Towering above the University of British Columbia’s (UBC) Point Grey campus, this ground-breaking 18-storey student residence is one of the tallest contemporary mass-timber hybrid structures of its kind in the world.
This fifty-four-metre-high residential tower became the world’s tallest mass-timber hybrid building when it was completed in 2017. As the first of its kind, the project received international recognition and media coverage for expanding the possibilities of tall wood construction, reflecting a global-wide interest in more sustainable ways to construct high-rise buildings for high-density living. It is now home to over four hundred students made up of over 270 studios and 33 four-bedroom units. Common spaces for social gatherings and studying envelop students with exposed wood, while offering them breathtaking views of Vancouver’s Burrard Inlet. The eighteen-storey structure is an innovative and efficient system of Douglas-fir glue-laminated timber (glulam) and parallel stand lumber (PSL) columns that directly support 5-ply cross-laminated timber (CLT) floor panels without the need for downstand beams. A steel connector allows for a direct load transfer between the columns and provides a bearing surface for the CLT panels. The building envelope is a prefabricated panel system clad with wood fibre high-pressure laminate.

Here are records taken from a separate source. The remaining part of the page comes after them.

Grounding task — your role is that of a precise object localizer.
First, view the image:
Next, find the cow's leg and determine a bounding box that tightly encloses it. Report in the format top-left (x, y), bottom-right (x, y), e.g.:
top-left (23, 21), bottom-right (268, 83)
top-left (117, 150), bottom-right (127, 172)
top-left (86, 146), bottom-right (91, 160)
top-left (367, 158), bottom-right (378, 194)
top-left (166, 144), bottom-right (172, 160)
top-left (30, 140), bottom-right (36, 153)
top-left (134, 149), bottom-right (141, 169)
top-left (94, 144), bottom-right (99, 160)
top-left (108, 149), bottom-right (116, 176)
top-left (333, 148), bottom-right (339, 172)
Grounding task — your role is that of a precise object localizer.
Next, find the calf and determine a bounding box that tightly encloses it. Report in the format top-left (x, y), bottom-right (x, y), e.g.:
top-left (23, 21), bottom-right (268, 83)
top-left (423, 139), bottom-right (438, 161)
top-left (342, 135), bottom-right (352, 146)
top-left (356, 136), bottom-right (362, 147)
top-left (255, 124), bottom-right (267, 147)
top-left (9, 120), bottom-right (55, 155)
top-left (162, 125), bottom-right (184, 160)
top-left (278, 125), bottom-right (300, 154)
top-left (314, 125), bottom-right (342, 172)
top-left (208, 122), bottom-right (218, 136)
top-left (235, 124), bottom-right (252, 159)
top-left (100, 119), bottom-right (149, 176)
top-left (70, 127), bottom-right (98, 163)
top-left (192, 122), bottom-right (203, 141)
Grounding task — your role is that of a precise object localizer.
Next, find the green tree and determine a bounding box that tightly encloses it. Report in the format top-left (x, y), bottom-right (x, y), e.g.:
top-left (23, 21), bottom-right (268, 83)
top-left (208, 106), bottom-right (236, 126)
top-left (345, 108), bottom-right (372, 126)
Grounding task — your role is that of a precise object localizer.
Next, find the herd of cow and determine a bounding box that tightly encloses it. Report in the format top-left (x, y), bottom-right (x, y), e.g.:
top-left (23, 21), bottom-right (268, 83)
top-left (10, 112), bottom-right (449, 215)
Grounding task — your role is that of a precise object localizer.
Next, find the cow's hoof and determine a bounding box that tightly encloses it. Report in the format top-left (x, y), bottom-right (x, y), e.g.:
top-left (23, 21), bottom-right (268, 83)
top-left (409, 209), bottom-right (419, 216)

A safe, repeatable, and reliable approach to high-rise timber construction
While the height of the wood structure is unprecedented, in all other respects the design is deliberately straightforward, demonstrating that timber construction can be a highly efficient, safe, repeatable, and reliable approach to high-rise construction. The seventeen storeys of mass timber sit on a single-storey concrete podium. The mass timber components are encapsulated in drywall for added fire resistance. This ensured quick code approvals and met tight schedule constraints. Inside the building, warm wood finishes are used on the ground floor and in the social and study spaces. Glulam columns are left exposed in the upper level amenity lounge, hallways feature wood doors, and elevator lobbies are finished in the same wood fibre cladding panels used on the exterior.
Technology takes a centuries-old building material to new heights
Brock Commons’ timber structure reached new record-setting heights through the use of advanced prefabricated construction and design. This included virtual design and construction modelling (VDC)— technology used to visualize, analyze and make better, more collaborative decisions at each stage of the project. VDC enabled the team to test and troubleshoot various solutions, output designs directly to the mass-timber manufacturer for precise fabrication and meticulously plan the sequence and assembly of on-site construction.
Just-in-time prefabricated timber construction saves time and boost efficiencies
This integrated approach boosted efficiencies and enabled just-in-time prefabricated construction. All the major engineered wood and hybrid elements were manufactured off-site for quick on-site installation as they were delivered. It’s a time-saving method that originates from automotive manufacturing and ensures the right materials were supplied to site in the right order and at the right time. As a result, the entire mass-timber superstructure, including the prefabricated exterior wall panels with wood-fibre-and-resin cladding, was assembled in 70 days by a crew of nine wood installers—two months faster than planned.